In February, the Annenberg Public Policy Center at the University of Pennsylvania analyzed the quote, in context, and debunked Biden’s frequent characterization that Trump had never condemned white supremacists or neo-Nazis. Part of what the President said that day included an unequivocal condemnation of white supremacists:

“[A]nd I’m not talking about the neo-Nazis and the white nationalists, because they should be condemned totally—but you had many people in that group other than neo-Nazis and white nationalists, okay? And the press has treated them absolutely unfairly. Now, in the other group also, you had some fine people, but you also had troublemakers and you see them come with the black outfits and with the helmets and with the baseball bats—you had a lot of bad people in the other group too.”

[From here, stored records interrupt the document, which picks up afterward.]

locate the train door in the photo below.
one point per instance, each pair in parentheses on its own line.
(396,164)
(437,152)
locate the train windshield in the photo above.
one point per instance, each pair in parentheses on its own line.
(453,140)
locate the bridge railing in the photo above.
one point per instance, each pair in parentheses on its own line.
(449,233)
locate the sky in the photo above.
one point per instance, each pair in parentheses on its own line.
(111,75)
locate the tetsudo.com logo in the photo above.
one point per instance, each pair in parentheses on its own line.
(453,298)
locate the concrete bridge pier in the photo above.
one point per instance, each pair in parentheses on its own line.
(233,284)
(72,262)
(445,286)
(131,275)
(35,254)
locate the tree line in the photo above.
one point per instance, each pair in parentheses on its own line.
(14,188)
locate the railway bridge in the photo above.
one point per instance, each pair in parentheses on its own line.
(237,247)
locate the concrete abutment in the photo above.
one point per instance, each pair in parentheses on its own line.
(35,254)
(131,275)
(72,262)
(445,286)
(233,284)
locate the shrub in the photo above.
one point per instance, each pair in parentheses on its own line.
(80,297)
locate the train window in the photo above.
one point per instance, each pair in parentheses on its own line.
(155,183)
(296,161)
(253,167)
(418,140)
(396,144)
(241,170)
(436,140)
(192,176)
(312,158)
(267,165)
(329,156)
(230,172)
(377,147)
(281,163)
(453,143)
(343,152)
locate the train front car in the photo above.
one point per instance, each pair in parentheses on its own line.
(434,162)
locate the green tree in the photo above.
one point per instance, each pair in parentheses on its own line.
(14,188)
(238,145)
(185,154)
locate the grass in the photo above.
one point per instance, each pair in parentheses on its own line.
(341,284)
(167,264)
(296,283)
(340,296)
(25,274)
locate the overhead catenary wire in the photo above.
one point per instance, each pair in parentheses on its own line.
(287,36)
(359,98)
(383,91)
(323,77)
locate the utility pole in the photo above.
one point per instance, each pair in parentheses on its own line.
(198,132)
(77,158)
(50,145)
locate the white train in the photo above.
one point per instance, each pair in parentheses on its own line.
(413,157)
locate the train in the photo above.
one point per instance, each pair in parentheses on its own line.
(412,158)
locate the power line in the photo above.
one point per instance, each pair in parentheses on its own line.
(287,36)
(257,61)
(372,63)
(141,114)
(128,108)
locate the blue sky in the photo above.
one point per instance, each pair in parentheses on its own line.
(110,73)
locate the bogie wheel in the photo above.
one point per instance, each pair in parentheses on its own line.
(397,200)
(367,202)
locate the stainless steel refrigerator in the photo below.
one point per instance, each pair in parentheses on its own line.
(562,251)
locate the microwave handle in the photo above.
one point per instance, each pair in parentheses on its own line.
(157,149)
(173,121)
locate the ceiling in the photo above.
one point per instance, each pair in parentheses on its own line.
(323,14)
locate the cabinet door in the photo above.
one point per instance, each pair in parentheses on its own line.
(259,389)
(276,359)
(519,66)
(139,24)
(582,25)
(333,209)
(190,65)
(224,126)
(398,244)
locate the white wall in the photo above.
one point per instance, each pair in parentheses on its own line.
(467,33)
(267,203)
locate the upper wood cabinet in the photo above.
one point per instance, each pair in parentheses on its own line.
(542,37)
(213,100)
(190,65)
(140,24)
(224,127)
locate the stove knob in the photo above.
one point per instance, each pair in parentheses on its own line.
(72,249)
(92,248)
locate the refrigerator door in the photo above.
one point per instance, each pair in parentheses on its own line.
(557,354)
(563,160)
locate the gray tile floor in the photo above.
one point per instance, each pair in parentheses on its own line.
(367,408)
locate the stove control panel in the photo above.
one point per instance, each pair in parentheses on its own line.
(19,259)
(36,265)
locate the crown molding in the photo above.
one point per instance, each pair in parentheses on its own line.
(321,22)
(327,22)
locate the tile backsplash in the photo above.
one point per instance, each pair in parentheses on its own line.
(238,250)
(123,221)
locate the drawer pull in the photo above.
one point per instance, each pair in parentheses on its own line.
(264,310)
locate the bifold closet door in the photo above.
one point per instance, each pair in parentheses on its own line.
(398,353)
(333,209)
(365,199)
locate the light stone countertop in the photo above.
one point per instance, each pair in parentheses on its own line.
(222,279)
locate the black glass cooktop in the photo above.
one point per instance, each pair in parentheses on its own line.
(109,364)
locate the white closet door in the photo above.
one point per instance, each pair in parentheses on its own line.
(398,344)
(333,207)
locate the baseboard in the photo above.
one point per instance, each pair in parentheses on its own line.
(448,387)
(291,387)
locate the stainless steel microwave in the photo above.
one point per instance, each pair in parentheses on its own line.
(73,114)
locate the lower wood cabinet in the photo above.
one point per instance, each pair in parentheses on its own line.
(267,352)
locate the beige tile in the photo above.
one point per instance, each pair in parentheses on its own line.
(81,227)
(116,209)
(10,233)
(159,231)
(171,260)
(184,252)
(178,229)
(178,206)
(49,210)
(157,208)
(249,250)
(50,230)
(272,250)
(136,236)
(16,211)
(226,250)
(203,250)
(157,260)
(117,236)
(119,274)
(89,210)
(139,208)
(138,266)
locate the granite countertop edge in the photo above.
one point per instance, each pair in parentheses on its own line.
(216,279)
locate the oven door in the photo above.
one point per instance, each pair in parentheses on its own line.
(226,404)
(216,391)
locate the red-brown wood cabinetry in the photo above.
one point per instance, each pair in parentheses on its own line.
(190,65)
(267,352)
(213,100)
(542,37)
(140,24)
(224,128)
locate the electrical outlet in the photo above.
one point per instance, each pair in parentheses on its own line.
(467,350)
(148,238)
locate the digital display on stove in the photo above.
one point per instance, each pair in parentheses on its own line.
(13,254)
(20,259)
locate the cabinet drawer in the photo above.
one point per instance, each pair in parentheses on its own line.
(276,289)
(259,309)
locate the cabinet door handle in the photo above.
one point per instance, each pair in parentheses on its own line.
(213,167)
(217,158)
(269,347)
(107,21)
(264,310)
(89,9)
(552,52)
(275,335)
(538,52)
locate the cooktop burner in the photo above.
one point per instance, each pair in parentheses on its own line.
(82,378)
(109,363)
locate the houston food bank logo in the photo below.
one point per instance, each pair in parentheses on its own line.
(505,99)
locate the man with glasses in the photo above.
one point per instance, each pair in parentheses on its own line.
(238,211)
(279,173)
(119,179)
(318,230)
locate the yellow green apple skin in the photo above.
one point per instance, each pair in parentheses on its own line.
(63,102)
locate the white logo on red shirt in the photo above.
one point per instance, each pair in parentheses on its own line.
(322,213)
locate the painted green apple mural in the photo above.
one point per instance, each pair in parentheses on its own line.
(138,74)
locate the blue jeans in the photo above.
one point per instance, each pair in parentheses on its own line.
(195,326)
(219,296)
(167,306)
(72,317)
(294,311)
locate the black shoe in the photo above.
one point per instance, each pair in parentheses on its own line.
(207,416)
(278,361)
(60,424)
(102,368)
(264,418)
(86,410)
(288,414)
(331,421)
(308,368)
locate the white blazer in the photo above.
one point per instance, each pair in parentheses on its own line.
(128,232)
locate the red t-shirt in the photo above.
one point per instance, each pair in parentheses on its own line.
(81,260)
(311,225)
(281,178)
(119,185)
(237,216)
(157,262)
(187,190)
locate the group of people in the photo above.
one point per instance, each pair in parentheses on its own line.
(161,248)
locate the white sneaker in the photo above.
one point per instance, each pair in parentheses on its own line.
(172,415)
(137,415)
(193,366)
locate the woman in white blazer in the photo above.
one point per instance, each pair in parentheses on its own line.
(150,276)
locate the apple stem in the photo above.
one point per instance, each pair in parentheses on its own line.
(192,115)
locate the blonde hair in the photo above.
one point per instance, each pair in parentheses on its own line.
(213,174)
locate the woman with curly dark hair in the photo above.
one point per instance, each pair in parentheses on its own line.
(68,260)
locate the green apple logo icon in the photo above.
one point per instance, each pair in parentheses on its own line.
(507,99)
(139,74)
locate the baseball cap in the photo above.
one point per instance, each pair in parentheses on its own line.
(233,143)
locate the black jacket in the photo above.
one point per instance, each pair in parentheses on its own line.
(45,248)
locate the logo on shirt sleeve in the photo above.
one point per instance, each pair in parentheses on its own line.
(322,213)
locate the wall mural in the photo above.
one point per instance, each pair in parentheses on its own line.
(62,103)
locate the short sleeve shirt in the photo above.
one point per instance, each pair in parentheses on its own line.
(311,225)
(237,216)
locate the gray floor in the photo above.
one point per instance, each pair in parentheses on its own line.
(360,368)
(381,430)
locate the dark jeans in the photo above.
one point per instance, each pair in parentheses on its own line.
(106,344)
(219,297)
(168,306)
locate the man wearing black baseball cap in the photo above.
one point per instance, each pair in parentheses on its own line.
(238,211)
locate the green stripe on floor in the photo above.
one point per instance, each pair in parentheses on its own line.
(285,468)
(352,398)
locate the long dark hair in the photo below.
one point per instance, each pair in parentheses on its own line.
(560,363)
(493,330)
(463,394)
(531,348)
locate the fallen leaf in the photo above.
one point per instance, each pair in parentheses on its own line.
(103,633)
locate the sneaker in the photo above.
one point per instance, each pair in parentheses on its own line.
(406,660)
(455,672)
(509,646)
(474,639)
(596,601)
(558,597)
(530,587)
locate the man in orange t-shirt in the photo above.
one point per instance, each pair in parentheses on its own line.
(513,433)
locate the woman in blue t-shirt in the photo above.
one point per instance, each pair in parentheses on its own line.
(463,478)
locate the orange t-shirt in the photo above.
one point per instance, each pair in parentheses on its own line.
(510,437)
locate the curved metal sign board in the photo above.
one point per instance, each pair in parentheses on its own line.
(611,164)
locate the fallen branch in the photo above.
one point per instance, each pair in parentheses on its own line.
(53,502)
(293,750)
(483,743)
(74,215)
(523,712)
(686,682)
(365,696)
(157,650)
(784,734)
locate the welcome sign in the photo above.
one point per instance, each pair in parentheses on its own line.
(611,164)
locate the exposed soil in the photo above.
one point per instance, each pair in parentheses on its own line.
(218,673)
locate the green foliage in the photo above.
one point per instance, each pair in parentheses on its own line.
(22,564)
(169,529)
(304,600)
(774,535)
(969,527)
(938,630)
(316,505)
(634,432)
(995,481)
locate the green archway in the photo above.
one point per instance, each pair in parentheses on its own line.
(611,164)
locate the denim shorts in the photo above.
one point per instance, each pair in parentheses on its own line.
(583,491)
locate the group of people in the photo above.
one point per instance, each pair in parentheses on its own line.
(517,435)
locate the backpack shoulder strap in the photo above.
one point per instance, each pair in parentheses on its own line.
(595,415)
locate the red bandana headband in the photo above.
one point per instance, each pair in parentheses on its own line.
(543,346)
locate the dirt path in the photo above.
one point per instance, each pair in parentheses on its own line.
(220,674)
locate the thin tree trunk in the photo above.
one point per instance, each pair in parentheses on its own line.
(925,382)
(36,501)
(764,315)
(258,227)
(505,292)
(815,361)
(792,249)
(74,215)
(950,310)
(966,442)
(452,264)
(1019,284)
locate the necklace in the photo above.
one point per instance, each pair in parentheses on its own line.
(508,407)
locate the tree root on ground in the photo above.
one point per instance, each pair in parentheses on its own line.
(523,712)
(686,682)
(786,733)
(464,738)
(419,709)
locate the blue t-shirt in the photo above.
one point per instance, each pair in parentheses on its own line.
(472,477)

Moderator Wallace did not challenge the Vice President on this issue.

Hunter Biden

When President Trump asked, “Why is it, just out of curiosity, the Mayor of Moscow’s wife gave your son three and a half million dollars. What did he do to deserve it?” Biden responded by repeatedly saying, “none of that is true,” and calling the claim “totally discredited."

But a report released by Senate investigators just last week accuses Hunter Biden of exactly that, stating explicitly that (among other allegations), "Hunter Biden received a $3.5 million wire transfer from Elena Baturina, the wife of the former Mayor of Moscow.”

The report, titled "Hunter Biden, Burisma, and Corruption: The Impact on U.S. Government Policy and Related Concerns,also noted that "In addition to the over $4 million paid by Burisma for Hunter Biden’s and [Devon] Archer’s board memberships, Hunter Biden, his family, and Archer received millions of dollars from foreign nationals with questionable backgrounds.”

The report also alleges that, "Hunter Biden paid nonresident women who were nationals of Russia or other Eastern European countries and who appear to be linked to an 'Eastern European prostitution or human trafficking ring.’”

Moderator Wallace did not challenge the Vice President on this issue.  


When President Trump insisted that, “Somebody’s got to do something about Antifa and the left,” Biden responded by refusing to distance himself from Antifa. Instead, he insisted that, “Antifa is an idea, not an organization.”

In June, a report from the Congressional Research service defined Antifa as an "organization of loosely affiliated individuals who describe themselves and their ideological outlooks.”

 The report further noted:

"Some media and law enforcement reports suggest that antifa members may be responsible for some of the violence and looting that has taken place amid the protests that have occurred recently in various U.S. cities. Further, some reports indicate that antifa members have been involved in peaceful protests as well.”

The same report noted that, "U.S. [antifa] supporters have articulated four shared ‘obligations,'” including a commitment to "not cooperate with law enforcement.”

Moderator Wallace did not challenge the Vice President on this issue.


Biden claimed that the former counselor to the President Kellyanne Conway said that, “riots and chaos and violence help his [the President’s] cause.” Biden further alleged that this is “why he just keeps trying to rile everything up,” and that Trump "pours gasoline on the fire constantly,” because he "doesn’t want to calm things down.”

The statement Biden was likely referring to was made by Conway in August, on “Fox and Friends,” while explaining Trump’s appeal to a base that values “law and order.”

“The more chaos and anarchy and vandalism and violence reigns, the better it is for the very clear choice on who’s best on public safety and law and order,” Conway said when asked to respond to allegations from Biden and others that Trump was responsible for division and violence that America saw over the summer.

Moderator Wallace did not challenge the Vice President on this issue.